The average American worker uses almost 10,000 sheets or approximately two cases of paper a year according to the Resource Conservation Alliance in Washington DC, this number does not include any paper used for magazines, newspapers, and personal use. While according to Digital Publishing International we use more than 786 million trees just to keep the world in paper for one year. Over the years studies have shown that paper consumption continues to grow. ForestEthics.com indicates that consumption is up by 20% year over year.
Many companies do not even include paper as a line item in their yearly budgets; this can be a mistake, since these same companies fail to recognize the true cost of paper. In evaluating the true cost we must also look at the storage, lost documents, waste, and labor costs. Let’s look at these pieces of the puzzle a little further, storage for example; in an average office with 50 people on site and an average document flow, 200 or so file cabinets’, taking up additional office space of 2400 sq ft (based on 12 sq ft ea) to hold what is in flow today and over $40,000 in additional costs for the cabinets. Those same documents could fit on to a single server and reduce the cost significantly. They would actually be able to reduce their physical foot print along with costs. With prime real estate costing upwards of $2.00 sq ft, even in these tough times, the monthly savings would $4800 a month or almost $58,000 a year. For many small to mid size companies this could be the cost of an additional employee, which might mean no or reduced reduction in their workforce.
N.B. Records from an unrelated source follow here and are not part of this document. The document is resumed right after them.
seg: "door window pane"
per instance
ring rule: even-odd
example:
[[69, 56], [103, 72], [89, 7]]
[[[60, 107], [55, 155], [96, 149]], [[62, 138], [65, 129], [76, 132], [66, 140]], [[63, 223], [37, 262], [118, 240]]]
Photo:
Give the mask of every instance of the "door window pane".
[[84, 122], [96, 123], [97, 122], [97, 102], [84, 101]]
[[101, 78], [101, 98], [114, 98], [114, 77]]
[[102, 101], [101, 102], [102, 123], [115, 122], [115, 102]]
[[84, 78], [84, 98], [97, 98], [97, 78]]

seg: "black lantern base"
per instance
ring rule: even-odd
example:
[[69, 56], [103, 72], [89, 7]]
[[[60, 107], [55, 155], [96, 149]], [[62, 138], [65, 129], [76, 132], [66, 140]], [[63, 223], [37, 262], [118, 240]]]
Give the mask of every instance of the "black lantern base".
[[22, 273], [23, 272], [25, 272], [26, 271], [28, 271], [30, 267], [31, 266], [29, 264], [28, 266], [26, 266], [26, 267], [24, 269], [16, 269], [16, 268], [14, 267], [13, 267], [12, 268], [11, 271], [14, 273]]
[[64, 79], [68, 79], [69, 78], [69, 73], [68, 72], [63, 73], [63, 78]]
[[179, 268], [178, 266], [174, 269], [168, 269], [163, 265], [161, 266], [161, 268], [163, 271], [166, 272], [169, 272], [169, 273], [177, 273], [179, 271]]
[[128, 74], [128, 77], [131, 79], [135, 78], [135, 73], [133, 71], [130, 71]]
Next we should look at the cost with in the workforce. We will use the same office in this example. These same 50 people spend approximately 1.5 hours a day generating, filing, and accessing paper, this includes having to recreate documents that get misplaced as well. These employees earn an average of $30 an hour, with some executives earning significantly more. They are spending a combined total of 75 hours a day touching paper. This is costing the company $2,250 a day, $49,500 on the low end a month or almost $600,000 in salary a year to touch paper. Beyond the labor and storage cost, cost per print (CPP) needs to be looked as well. The average CPP is $0.015 it includes toner, paper, and minimal maintenance. This does not include the cost of the printer or major repairs like drum kits etc. Using the average of 10,000 sheets per office worker average, this office generates 42,000 documents a month or just over a half million sheets a paper a year. At $0.015 CPP they are spending $630.00 a month or $7500 a year.
If we could reduce each these costs just by half this company would be saving $332,750 a year in real estate, salary, and CPP or $27,729.16 a month. With the introduction of digital document management in their environment this company would begin to see an immediate ROI and be able to reduce costs and increase productivity.
Further research from PricewaterhouseCoopers, shows the time spent on paper in today’s typical organization:
o 90% of all the pages that get handled each day in the average office are merely shuffled.
o The average document gets copied 19 times.
o 7.5 percent of all documents get lost, 3 percent of the remainder get misfiled.
o Professionals spend 5-15 percent of their time reading information, and up to 50 percent of their time looking for it.
o There are over 4 trillion paper documents in the U.S. alone – growing at a rate of 22 percent per year.
Taking these numbers into consideration with the others mentioned above it is vitally important that companies begin to look at the cost of paper in their organizations and what they can do to reduce it, not only to bring their budgets in line but to also assist our global situation as well.